Se si guarda allo sviluppo del movimento in Germania, in Francia o a quello degli afroamericani negli Stati Uniti, non è mica che le cose stiano in modo molto diverso...
Però, sono stati molto più limitati come elaborazione scientifica e teorica. Questo perché la potenza del movimento in Italia non era da poco, quindi si deve tenere conto che una serie di sconfitte non sono date solo da ciò che pensano coloro che su questo hanno una posizione molto autogiustificativa rispetto ai propri errori: secondo alcuni, infatti, il movimento si sarebbe trovato in una tenaglia che era costituita da una parte dalla repressione e dall'altra dai combattenti. Bisognerebbe invece guardare e analizzare quelli che sono stati i limiti e gli errori dei propri percorsi. Quindi, non era quello il problema, bensì che anche all'interno dell'Autonomia non c'era comunque una maturità in termini di progettualità tale da essere in grado di muoversi in una prassi di alterità effettiva.

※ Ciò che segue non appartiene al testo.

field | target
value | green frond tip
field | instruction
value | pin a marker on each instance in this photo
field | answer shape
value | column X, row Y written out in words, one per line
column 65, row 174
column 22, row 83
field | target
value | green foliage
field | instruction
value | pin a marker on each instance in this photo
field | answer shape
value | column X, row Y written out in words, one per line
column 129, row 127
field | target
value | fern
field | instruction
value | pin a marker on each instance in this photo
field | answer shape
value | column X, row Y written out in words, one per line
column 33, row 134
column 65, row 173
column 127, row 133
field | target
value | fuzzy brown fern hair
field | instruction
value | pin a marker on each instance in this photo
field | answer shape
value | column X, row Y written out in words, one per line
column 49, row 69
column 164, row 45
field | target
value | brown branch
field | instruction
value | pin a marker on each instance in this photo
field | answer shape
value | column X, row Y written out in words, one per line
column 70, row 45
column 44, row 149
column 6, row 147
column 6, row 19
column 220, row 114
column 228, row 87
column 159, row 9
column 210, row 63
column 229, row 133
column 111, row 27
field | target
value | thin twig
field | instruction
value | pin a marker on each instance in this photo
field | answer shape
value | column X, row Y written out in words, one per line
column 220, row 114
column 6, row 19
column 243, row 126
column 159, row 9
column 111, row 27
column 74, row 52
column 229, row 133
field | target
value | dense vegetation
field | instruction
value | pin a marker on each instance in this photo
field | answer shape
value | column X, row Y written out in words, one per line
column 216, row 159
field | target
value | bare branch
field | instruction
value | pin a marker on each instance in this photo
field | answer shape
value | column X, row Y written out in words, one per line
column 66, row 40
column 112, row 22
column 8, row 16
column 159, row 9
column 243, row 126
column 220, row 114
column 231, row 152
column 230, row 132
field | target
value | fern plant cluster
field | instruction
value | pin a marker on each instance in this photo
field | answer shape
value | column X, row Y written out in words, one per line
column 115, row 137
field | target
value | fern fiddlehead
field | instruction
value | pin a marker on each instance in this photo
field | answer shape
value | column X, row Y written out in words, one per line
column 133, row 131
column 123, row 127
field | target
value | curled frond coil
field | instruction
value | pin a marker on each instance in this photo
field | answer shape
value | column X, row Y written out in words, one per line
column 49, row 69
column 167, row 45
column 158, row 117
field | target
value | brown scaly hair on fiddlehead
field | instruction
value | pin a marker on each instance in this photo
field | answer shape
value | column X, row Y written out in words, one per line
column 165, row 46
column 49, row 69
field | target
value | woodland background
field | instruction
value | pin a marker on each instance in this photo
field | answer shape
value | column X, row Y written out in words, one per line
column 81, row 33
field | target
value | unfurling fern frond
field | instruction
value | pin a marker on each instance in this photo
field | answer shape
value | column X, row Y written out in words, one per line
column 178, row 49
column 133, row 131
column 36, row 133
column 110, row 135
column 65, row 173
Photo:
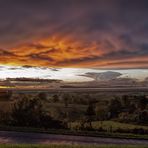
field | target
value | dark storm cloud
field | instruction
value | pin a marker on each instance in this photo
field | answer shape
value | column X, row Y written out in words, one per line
column 101, row 32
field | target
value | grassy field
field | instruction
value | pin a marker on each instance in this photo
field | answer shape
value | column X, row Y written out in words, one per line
column 72, row 146
column 107, row 125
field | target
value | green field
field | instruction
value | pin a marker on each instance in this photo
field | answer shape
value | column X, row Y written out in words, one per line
column 72, row 146
column 107, row 125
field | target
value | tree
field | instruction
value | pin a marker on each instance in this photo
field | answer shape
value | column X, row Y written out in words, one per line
column 90, row 113
column 114, row 107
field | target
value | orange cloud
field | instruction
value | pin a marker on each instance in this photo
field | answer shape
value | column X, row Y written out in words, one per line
column 59, row 51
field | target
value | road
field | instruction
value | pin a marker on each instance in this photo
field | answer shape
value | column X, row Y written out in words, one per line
column 39, row 138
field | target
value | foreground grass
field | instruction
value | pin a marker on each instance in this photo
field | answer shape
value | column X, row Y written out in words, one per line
column 70, row 146
column 106, row 125
column 73, row 132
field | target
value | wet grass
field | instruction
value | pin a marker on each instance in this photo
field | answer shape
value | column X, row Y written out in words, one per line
column 70, row 146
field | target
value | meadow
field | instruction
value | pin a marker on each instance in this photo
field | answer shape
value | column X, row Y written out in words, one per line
column 71, row 146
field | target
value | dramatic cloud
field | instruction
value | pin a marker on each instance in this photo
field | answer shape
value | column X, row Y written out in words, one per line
column 103, row 76
column 109, row 34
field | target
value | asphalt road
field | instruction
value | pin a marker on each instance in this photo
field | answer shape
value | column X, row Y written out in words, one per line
column 38, row 138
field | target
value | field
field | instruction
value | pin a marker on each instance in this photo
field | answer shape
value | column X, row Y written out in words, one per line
column 72, row 146
column 120, row 114
column 111, row 125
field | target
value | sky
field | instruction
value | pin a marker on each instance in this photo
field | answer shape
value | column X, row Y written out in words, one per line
column 91, row 34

Il problema è proprio questo, su questo sono d'accordo. La questione è che, se si va a vedere il ciclo dell'Autonomia nel suo momento conclusivo, cioè nel momento che è al tempo stesso quello più alto e quello conclusivo, cioè fondamentalmente il '77-'78, si vede chiaramente che lì è mancata la capacità di dare risposta a un problema politico che emergeva in modo assolutamente chiaro dal movimento. Era un movimento che aveva raggiunto un livello di espansione orizzontale rispetto a cui era difficile pensare di andare oltre: il problema era quello della politica. E il fatto che il problema della politica non sia stato affrontato e risolto in modo efficace da nessuna delle molteplici componenti dell'Autonomia, spiega secondo me anche (oltre a tanti altri fattori) per quale ragione determinate ipotesi combattenti abbiano avuto la credibilità e la forza che hanno avuto anche dentro il movimento tra il '78 e l'80.